This work is done by Team Gradient as part of course project for DA221M Aug-Nov 2024 IIT Guwahati. This project focuses on detecting emotions from speech using deep learning and audio preprocessing techniques like Mel-Spectrogram extraction. It combines exploratory analysis, model training, and result visualization for robust emotion classification.
EmoDetect_MelSpec/
│
├── metrics/ # Visual results and final evaluation
│ ├── Final_metrics.png
│ └── Report_DS.pdf
│
├── notebook/ # Jupyter notebook for training/experimentation
│ └── Speech_Emotion_Detection.ipynb
│
├── Dataset Links # Text file or markdown linking data sources
├── README.md # Project overview and documentation
├── Testing_model.jpg # Model architecture or testing visualization
├── app.py # Script for running predictions/inference
└── requirements.txtThis project implements a Speech Emotion Recognition (SER) system that classifies emotional states from spoken audio using Mel-spectrograms and deep learning architectures. The core objective is to enhance human-robot interaction by enabling machines to understand emotional context from speech.
The system leverages EfficientNetB7 and ResNet models fine-tuned on spectrogram representations of audio signals. It supports both binary and multiclass emotion classification tasks and includes an end-to-end pipeline from preprocessing to inference.
The following outlines the core components and their corresponding locations based on the current repository:
-
Dataset Preprocessing
- Implemented within the notebook:
📁notebook/Speech_Emotion_Detection.ipynb - Functions include:
- Audio loading and trimming
- Normalization
- Label encoding
- Implemented within the notebook:
-
Spectrogram Generation and Model Pipeline
- Mel-Spectrogram Extraction and input preparation are carried out in the same notebook.
- Feature extraction and augmentation are applied before model training.
-
Model Training and Testing
- Training is implemented inside the Jupyter notebook.
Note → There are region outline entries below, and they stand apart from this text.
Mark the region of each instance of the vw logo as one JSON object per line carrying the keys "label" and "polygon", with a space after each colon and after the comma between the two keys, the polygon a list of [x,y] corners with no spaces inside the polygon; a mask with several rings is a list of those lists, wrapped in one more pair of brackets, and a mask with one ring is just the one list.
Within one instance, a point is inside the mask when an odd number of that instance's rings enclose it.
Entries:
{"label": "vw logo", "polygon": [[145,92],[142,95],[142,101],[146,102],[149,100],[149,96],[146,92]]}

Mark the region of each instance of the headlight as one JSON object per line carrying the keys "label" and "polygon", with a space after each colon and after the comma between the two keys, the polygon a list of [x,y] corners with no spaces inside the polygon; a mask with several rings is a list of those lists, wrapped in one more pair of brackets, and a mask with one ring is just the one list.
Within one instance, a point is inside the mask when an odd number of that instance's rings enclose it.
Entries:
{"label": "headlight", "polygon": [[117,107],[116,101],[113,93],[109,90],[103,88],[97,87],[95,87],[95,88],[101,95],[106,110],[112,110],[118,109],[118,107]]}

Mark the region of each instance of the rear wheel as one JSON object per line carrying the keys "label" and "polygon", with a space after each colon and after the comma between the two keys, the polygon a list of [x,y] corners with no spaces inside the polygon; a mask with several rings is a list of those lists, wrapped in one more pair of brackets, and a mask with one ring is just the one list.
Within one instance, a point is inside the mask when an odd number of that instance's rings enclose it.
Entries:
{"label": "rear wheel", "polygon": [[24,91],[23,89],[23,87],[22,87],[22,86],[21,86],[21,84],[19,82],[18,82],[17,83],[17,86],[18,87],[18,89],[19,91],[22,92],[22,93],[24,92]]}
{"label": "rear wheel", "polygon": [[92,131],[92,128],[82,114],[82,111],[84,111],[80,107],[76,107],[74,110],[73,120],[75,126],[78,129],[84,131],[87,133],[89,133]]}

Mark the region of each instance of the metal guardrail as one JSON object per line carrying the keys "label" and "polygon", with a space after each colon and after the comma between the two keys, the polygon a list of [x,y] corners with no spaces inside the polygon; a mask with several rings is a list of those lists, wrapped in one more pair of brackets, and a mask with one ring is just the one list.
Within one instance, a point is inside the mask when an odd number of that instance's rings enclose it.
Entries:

- Models include deep CNNs based on EfficientNet and ResNet variants (training setup visible in
Speech_Emotion_Detection.ipynb).
-
Visualization and Evaluation
- Performance metrics and confusion matrix are plotted in the notebook and stored in:
📁metrics/Final_metrics.png - Intermediate results and insights are documented in:
📁metrics/Report_DS.pdf
- Performance metrics and confusion matrix are plotted in the notebook and stored in:
-
Inference Script
- A standalone Python file for model inference is available:
📄app.py - This script loads the trained model and processes new audio inputs for prediction.
- A standalone Python file for model inference is available:
Note: While this repository does not yet reflect subfolders for binary/multiclass fine-tuning, the entire training and evaluation pipeline is modular and easily extendable to incorporate such separations.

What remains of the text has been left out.